Figure 12.4. Launch of Mariner 7 spacecraft atop an Atlas-Centaur rocket from the Kennedy Space Center on March 7, 1969. Image courtesy of NASA.
Mariner 6 returned seventy-five images of Mars and determined that the composition of the atmosphere was about 98 percent carbon dioxide. Mariner 7 obtained 126 spectacular, but grainy, images of Mars, and some infrared spectroscopic data that generated a great deal of excitement.
Just two weeks after astronauts Neil Armstrong and Michael Collins put the first human footprints on the surface of the Moon, NASA was at the peak of its game. First, men on the Moon; now, close-up pictures and measurements of Mars. The world was eagerly awaiting the latest news from NASA and the Mariner 7 Mars science team, and NASA didn’t waste any time before providing Mariner science updates. Taxpayers, via congressional appropriations, had funded this mission and NASA, quite reasonably, wanted to update the public as soon as possible on the Mariner 7 discoveries. Without question, front-page news about the Mariner 7 mission would be good for the future of NASA and planetary science. The scientific team members were also eager for their just rewards and the publicity that would ensue after the announcement of their discoveries, having worked for years to build and test and calibrate the instruments that now were generating the data that were at last streaming back across the tens of millions of miles of space that separate Earth and Mars. The press was at the door, pens and television cameras at the ready, prepared to turn a handful of geeky engineers and shy scientists into international personalities and possibly even into award-winning heroes.
Data collected on August 5 were quickly (but insufficiently) analyzed and interpreted. The media hordes descended on the Jet Propulsion Laboratory for a press conference that was held on August 7. The Mariner 7 science team did not disappoint them. Walter Sullivan, of the New York Times, convinced his editors to put his article on Mariner 7 science discoveries on the front page of the August 8 issue, with the headline, “2 Gases Associated with Life Found on Mars Near Polar Cap.” Big news indeed! And an even bigger mistake.

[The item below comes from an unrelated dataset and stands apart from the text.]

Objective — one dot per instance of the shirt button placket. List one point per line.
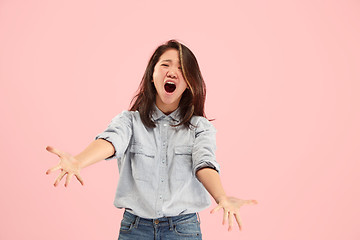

Dr. George Pimentel, Professor of Chemistry at the University of California at Berkeley, announced that his team, using the Mariner 7 Infrared Spectrometer (IRS), had detected methane and ammonia in the atmosphere of Mars in a localized region above its south pole. The spectroscopic signature of methane had been detected by the IRS in a “strong” absorption band at a near-infrared wavelength close to 3.3 microns. In a strong band, two things are certain. First, the gas is very efficient in absorbing light at that particular wavelength; second, a great deal of the gas is present and is absorbing large amounts of light. In comparison, the ammonia band the IRS team observed toward Mars at 3.0 microns was also present but weaker than the methane line. As for location on Mars, Pimentel stated, “We are confident that we have detected gaseous methane and gaseous ammonia between approximately 61 degrees and 76 degrees south latitudes on Mars.”11
Having made that measurement, Pimentel and his colleague, Dr. Kenneth C. Herr, also a chemist at the University of California at Berkeley, continued, remarking that the detection “gives no direct clue whatsoever concerning its origin.” That, however, did not stop them from speculating: “I have no clue as to the origin of these gases, but if the readings are true—and I believe they are—we have to face the possibility they could be of biological origin.”12 Impressively, not only were they able to speculate about origins, about which they knew nothing, they could extrapolate to deduce the locality of the Martian life-forms: “The geographic localization of the absorptions suggests that their origin is in this hospitable region” [the edge of the polar cap, between 61 and 76 degrees southern latitude, where they claimed there was a reservoir of water].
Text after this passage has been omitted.